NTF 2020 | TV Reporters Grapple With Heightened Hostility On Social
Social media has become one of the go-to locations for Americans to find their news. Though it behooves every newsroom to have a presence on one or more of the popular social platforms, treading those waters once they’ve dived in remains tricky.
“It is so hostile right now,” said Vic Micolucci, reporter for WJKT, a Graham-owned station in Jacksonville, Fl. “You have to really think about what you post, double-check it, triple-check it and sometimes go by somebody else sitting next to you in the newsroom and say, ‘Hey, read this for me.’ ”
Micolucci spoke during a Friday panel discussion, Standing Out on Social in a Historic Year, part of this year’s NewsTECHForum and moderated by TVNewsCheck editor Michael Depp. He later observed that simply executing the job of reporter can set off a whirlwind of vitriol on social, no matter how unjustified.
Oftentimes, it doesn’t even take that much.
“Something as simple as wearing a red sweater can really fire people up, and they’ll think that you’re automatically choosing a [political] side,” said Mike Woods, a meteorologist at Fox O&O WNYW New York. “And I’m like, ‘How did I get here?’ I have no intention of being political at all.”
Woods remarked that sometimes on social he’ll see aggressive commentary, often slinged directly at him, and feel an impulse to go against better judgement and diffuse the tension.
“It can get nasty out there, even in the weather department,” he said. In response, Depp zinged: “They used to hate you if maybe you got the weather wrong for the weekend, now it’s the sweater choice, who knew?”
Newsgroups have trained their employees for responsibly posting on social, and crafted commenting policies for users to follow. Mykal Vincent, digital content producer for Gray Television’s WAFB Baton Rouge, La., told Depp that one of his station’s social commenting policies tells users to stay on topic or have their posts be subject to removal.
“People would go on anything we posted, it could be a holiday recipe story and they would just start talking about politics this, or police that, or your reporter’s this, or you’re fake news,” Vincent said. “We’ve had several newsroom conversations about how to handle it because our comments section is unforgiving.”
WFAB adjusted its content strategy in response. Employees have been asked to post content that’s strictly fact-based and, as Vincent said, “stay away from stories that we think might be too negative.”

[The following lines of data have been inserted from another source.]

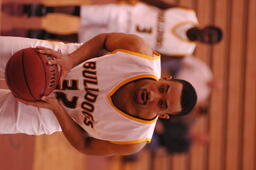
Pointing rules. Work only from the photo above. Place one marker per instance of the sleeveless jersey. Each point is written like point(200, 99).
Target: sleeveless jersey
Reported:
point(87, 92)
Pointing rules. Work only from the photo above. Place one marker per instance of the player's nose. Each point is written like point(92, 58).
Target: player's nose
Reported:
point(153, 96)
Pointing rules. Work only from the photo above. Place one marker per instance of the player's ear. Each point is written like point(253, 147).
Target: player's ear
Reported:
point(164, 116)
point(167, 78)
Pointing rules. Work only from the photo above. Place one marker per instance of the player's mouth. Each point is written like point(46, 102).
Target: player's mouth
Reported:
point(142, 96)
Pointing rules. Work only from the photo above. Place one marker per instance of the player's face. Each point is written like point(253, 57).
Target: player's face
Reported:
point(161, 97)
point(208, 36)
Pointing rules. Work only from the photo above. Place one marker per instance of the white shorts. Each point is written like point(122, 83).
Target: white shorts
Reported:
point(16, 117)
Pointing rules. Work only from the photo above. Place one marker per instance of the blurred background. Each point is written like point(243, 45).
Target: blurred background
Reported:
point(222, 138)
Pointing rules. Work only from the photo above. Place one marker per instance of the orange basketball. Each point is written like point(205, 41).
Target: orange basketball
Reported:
point(29, 76)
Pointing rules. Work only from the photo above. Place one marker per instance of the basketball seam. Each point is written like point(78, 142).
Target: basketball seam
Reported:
point(25, 77)
point(45, 75)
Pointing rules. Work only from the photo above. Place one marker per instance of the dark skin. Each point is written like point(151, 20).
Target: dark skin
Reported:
point(203, 35)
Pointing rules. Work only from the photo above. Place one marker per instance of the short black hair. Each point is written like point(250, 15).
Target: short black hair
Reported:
point(188, 97)
point(217, 30)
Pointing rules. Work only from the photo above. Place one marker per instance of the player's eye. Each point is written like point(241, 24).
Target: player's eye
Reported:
point(163, 88)
point(162, 104)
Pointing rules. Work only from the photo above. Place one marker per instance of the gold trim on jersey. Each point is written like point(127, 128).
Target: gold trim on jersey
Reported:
point(132, 142)
point(185, 9)
point(119, 86)
point(157, 55)
point(179, 37)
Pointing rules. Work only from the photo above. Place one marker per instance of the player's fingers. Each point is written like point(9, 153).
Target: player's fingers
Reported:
point(37, 103)
point(44, 50)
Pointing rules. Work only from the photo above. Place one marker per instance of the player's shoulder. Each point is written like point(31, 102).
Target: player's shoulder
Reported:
point(182, 8)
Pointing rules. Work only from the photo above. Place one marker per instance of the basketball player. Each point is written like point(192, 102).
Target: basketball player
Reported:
point(110, 99)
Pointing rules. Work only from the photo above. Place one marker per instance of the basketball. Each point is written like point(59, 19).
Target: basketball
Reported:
point(29, 75)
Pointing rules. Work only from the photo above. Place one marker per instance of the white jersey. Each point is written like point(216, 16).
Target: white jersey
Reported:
point(91, 85)
point(163, 30)
point(86, 95)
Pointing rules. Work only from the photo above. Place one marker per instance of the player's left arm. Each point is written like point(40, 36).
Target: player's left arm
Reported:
point(80, 138)
point(96, 47)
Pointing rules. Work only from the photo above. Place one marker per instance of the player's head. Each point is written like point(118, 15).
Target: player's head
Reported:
point(175, 137)
point(166, 97)
point(210, 35)
point(207, 35)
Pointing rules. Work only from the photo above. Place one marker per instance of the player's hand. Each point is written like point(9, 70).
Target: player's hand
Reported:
point(46, 102)
point(61, 60)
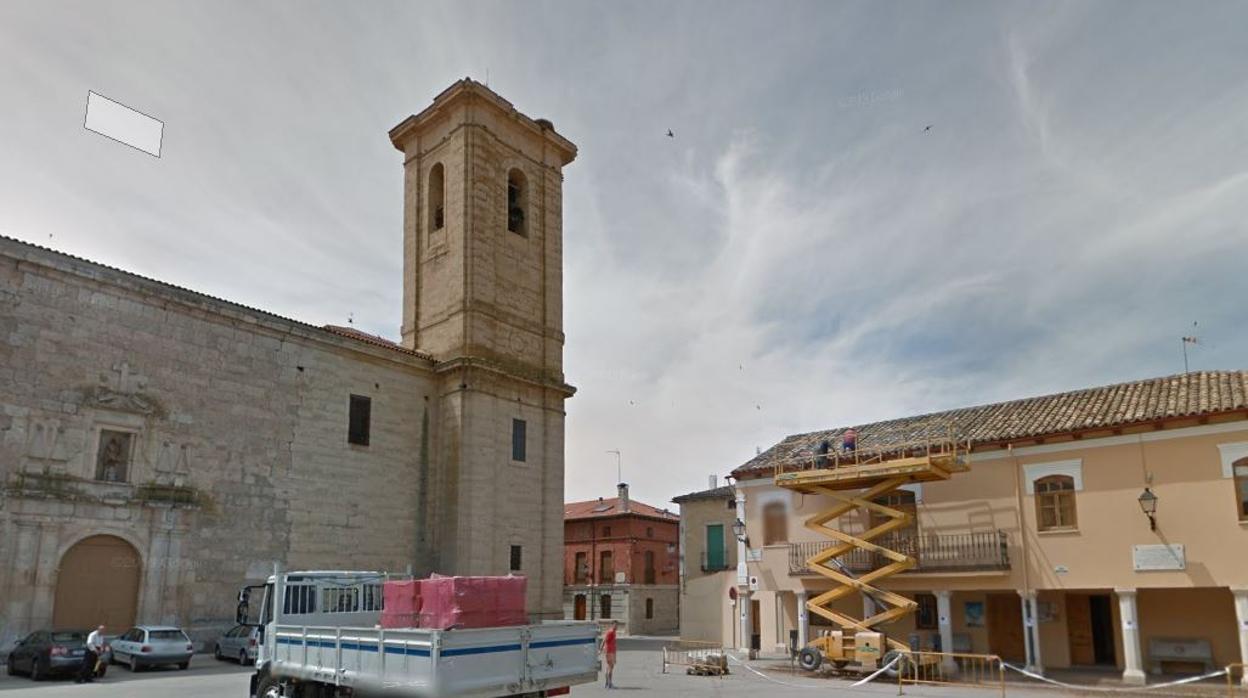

For example, he said a recent post celebrating George Floyd’s birthday was making the rounds on Gray’s social network. It was received well in markets particularly in the northern half of the U.S. but was denigrated by followers across Louisiana.
“So, yeah, we’ve had to adjust and pivot a lot,” Vincent said.
Engaging with tremendously aggressive commenters is a good way to get sucked into the negativity, however, and perhaps become an even more prolific target for them. Alex Miller, a politics reporter for Newsy, said, until this past year, she never responded to any users on social media. More recently, she’s engaged with users out of a sense of responsibility to run interference with the spread of misinformation.
“I try to respond to people when I find that whatever they’re saying is not factual, or when I think that there could be a good lesson for the temperature to be toned down just a little bit,” Miller said. “A lot of people aren’t expecting the person to respond back, and once I respond to them, the conversation usually ends up in — for me at least — a much more positive [place] than when it started.”
She said such an outcome arrives from out of “honest dialogue,” which initially may not have seemed in the cards. Miller also hopes that her actions of engagement leads to others taking “nicer” approaches to future conversations about sensitive topics.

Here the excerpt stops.